Cela faisait quelque temps que le compte à rebours avait commencé, mais ça y est, 21 avril, le grand jour est enfin arrivé. Lever à quatre heures du matin, dur, dur et direction Aéroport de Marseille-Provence pour 3 vols qui doivent nous amener Myriam, Nelson, Philippe et moi-même 24 heures plus tard agrémentées de huit heures de décalage horaire à San José del Cabo, point de départ de notre périple en passant par Madrid et Dallas. Petite inquiétude à propos des bagages qui devaient être récupérés initialement à Dallas avant une modification effectuée à Madrid par American Airlines pour assurer le suivi jusqu’à notre destination finale. Une petite méfiance nous incita tout de même à vérifier le tapis à Dallas où les bagages de Philippe et Myriam avaient été débarqués, le mien et celui de Nelson ayant suivi d’après les autorités aéroportuaires. Nous n’avons vraiment été rassurés qu’à San José del Cabo où tous les bagages étaient bien présents.
Récupération de la voiture de location, une Chevrolet Aveo (taille d’une Clio) dans laquelle, le loueur nous regarda ébahi charger les quatre sacs de plongée et bagages personnels et nous contorsionner pour réussir à nous installer dans le peu de place qui y restait. Heureusement, le trajet jusqu’à notre hôtel était court, une quinzaine de kilomètres. Le lendemain après une nuit réparatrice, direction Cabo San Lucas, première étape de notre circuit terrestre avant d’embarquer pour Socorro. Nous optons pour une petite balade en bateau pour aller voir l’Arco (arche), lieu touristique de la pointe sud de la basse Californie où les lions de mer ont établi leur villégiature, ils sont déjà très présents dans le port se prélassant sur les pontons et nageant entre les bateaux en quête d’un poisson distribué par un plaisancier.
Dans l’après-midi, direction La Paz à environ deux heures de route (un peu moins avec Nelson au volant).
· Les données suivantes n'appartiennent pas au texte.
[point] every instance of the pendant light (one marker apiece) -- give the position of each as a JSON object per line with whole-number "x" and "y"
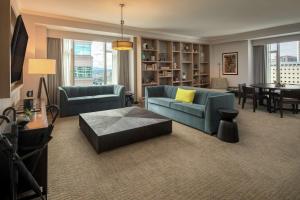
{"x": 121, "y": 45}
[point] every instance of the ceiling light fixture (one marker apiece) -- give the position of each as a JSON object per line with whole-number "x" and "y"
{"x": 122, "y": 44}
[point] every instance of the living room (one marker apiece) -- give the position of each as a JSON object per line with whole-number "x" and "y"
{"x": 152, "y": 99}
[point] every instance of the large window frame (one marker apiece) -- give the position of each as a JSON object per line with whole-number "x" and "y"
{"x": 106, "y": 51}
{"x": 281, "y": 75}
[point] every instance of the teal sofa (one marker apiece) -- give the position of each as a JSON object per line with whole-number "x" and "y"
{"x": 202, "y": 114}
{"x": 81, "y": 99}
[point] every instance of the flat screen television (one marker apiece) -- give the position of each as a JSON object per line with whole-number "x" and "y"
{"x": 18, "y": 49}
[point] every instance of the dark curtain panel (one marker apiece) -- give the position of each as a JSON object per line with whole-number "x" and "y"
{"x": 123, "y": 69}
{"x": 259, "y": 64}
{"x": 54, "y": 51}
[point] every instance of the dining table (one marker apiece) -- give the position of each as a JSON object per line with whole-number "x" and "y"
{"x": 270, "y": 88}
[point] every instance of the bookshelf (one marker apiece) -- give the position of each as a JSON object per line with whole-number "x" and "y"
{"x": 177, "y": 63}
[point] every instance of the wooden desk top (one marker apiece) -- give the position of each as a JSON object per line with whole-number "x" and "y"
{"x": 272, "y": 86}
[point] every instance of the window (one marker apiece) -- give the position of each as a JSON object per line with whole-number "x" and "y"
{"x": 283, "y": 62}
{"x": 94, "y": 63}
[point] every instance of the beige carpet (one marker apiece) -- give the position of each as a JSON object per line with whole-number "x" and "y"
{"x": 188, "y": 164}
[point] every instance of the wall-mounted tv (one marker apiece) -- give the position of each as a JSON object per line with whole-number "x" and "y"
{"x": 18, "y": 49}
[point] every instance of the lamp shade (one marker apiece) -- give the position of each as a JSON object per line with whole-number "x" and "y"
{"x": 42, "y": 66}
{"x": 122, "y": 45}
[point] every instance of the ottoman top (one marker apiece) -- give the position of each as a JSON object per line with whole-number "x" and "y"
{"x": 123, "y": 119}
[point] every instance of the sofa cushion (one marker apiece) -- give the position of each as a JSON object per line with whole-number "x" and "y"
{"x": 186, "y": 96}
{"x": 193, "y": 109}
{"x": 93, "y": 99}
{"x": 170, "y": 91}
{"x": 162, "y": 101}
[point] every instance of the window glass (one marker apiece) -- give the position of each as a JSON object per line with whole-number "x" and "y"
{"x": 288, "y": 65}
{"x": 93, "y": 63}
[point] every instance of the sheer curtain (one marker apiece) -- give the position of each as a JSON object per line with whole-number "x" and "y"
{"x": 259, "y": 64}
{"x": 123, "y": 69}
{"x": 68, "y": 63}
{"x": 54, "y": 51}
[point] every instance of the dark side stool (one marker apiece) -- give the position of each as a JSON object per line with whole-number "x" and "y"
{"x": 228, "y": 130}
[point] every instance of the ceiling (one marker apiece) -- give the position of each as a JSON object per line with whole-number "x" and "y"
{"x": 199, "y": 18}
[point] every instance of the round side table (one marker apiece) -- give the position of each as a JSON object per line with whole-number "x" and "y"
{"x": 228, "y": 129}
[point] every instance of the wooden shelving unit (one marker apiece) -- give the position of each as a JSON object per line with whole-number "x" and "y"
{"x": 176, "y": 63}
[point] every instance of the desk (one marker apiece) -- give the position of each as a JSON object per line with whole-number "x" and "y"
{"x": 28, "y": 136}
{"x": 271, "y": 88}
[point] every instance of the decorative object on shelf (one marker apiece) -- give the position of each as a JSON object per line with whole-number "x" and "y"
{"x": 163, "y": 57}
{"x": 121, "y": 45}
{"x": 143, "y": 57}
{"x": 230, "y": 63}
{"x": 219, "y": 64}
{"x": 186, "y": 48}
{"x": 146, "y": 46}
{"x": 28, "y": 103}
{"x": 29, "y": 93}
{"x": 42, "y": 67}
{"x": 202, "y": 57}
{"x": 183, "y": 76}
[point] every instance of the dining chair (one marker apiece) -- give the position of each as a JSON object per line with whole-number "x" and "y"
{"x": 240, "y": 91}
{"x": 291, "y": 97}
{"x": 249, "y": 93}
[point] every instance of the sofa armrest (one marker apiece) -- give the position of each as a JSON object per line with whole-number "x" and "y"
{"x": 120, "y": 91}
{"x": 153, "y": 91}
{"x": 214, "y": 103}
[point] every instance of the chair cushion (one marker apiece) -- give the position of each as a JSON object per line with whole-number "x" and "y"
{"x": 186, "y": 96}
{"x": 162, "y": 101}
{"x": 93, "y": 99}
{"x": 193, "y": 109}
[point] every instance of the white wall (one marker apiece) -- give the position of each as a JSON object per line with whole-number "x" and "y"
{"x": 244, "y": 61}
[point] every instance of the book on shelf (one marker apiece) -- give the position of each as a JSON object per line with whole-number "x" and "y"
{"x": 149, "y": 67}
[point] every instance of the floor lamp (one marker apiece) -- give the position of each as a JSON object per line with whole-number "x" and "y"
{"x": 42, "y": 67}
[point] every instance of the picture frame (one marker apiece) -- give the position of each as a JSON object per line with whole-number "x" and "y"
{"x": 230, "y": 63}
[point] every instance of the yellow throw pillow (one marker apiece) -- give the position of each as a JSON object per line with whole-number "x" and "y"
{"x": 186, "y": 96}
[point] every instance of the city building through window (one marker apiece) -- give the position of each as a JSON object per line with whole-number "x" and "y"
{"x": 95, "y": 63}
{"x": 283, "y": 62}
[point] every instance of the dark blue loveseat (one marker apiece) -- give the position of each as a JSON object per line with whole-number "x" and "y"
{"x": 81, "y": 99}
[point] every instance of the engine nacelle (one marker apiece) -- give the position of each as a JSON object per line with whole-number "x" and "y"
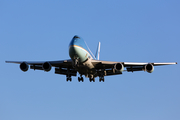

Le lendemain matin, nous avons rendez-vous à 8h15 dans un club local de plongée pour une sortie combinée otaries, requins-baleines en PMT. Après une heure de navigation, mise à l’eau dans une eau relativement fraiche (environ une vingtaine de degrés) et PMT pendant une heure avec les otaries. Très joueuses, elles aiment même se faire caresser tel un chat sur un canapé. Il faut tout de même avoir un œil vigilant sur le male régnant sur la colonie qui par moment nous manifeste son mécontentement par des cris rauques et une mise à l’eau démonstrative.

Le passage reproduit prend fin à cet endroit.